Minimum Swaps to Group All 1s Together

Minimum Swaps to Group All 1s Together

January 11, 2024
medium
Sliding Window

Problem #

Given a binary array data, your task is to find the minimum number of swaps required to group all 1’s present in the array together in any place in the array.

Example:

  1. Input: data = [1, 0, 1, 0, 1] Output: 1 Explanation: One of the ways to group all 1’s together is [1, 1, 1, 0, 0], which can be achieved by 1 swap.

Solution Approach #

The solution involves using a sliding window approach. The key is to find a window of length equal to the number of 1’s in the array that contains the maximum number of 1’s, thereby minimizing the number of 0’s (and hence swaps) in that window.

Algorithm Steps #

  1. Count the number of 1’s in the array.
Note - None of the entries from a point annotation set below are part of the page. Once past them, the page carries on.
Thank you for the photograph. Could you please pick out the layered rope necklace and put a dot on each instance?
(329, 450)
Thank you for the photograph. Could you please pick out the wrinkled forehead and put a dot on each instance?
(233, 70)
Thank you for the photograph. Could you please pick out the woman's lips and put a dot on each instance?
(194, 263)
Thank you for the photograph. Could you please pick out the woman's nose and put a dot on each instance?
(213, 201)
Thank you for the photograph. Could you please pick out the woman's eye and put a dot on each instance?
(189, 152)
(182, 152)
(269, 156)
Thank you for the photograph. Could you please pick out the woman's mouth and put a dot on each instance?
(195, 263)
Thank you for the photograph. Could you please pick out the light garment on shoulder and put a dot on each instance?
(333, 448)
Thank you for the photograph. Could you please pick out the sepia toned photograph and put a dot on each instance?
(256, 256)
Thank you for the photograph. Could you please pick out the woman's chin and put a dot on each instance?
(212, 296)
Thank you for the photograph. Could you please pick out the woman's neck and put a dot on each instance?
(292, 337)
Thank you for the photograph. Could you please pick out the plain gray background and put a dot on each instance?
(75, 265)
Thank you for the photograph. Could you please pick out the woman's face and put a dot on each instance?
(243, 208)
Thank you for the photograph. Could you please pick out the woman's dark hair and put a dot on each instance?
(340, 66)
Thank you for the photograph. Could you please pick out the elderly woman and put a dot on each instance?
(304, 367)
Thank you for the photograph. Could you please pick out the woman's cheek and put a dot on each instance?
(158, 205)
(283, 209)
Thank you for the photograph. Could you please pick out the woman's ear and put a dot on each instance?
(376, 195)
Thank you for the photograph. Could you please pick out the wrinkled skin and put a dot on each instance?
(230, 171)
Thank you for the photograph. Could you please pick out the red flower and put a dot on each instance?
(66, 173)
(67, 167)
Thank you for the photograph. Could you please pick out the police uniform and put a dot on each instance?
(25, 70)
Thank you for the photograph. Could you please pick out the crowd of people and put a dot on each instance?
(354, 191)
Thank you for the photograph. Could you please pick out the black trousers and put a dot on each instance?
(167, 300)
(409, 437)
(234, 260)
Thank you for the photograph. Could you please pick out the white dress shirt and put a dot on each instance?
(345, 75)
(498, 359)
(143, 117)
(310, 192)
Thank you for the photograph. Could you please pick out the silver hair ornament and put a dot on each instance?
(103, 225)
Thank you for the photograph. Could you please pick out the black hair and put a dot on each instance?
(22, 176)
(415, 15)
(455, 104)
This will be the size of the sliding window.
  2. Iterate through the array with a window of the size calculated above.
  3. Keep track of the number of 1’s within each window.
  4. The number of swaps for a window is the window size minus the number of 1’s in that window.
  5. Keep track of the minimum swaps required as you move the window through the array.
  6. Return the minimum number of swaps found.

Code (Python) #

def minSwaps(data):
    num_ones = sum(data)
    max_ones_in_window = sum(data[:num_ones])
    current_ones_in_window = max_ones_in_window
    min_swaps = num_ones - max_ones_in_window

    for i in range(num_ones, len(data)):
        current_ones_in_window += data[i] - data[i - num_ones]
        max_ones_in_window = max(max_ones_in_window, current_ones_in_window)
        min_swaps = min(min_swaps, num_ones - max_ones_in_window)

    return min_swaps

# Example Test Case
print(minSwaps([1, 0, 1, 0, 1]))  # Output: 1

Time Complexity #

The time complexity is O(n), where n is the number of elements in data. This is because we iterate through the array once.

Space Complexity #

The space complexity is O(1), as we only use a few variables for calculations and do not use any additional data structures.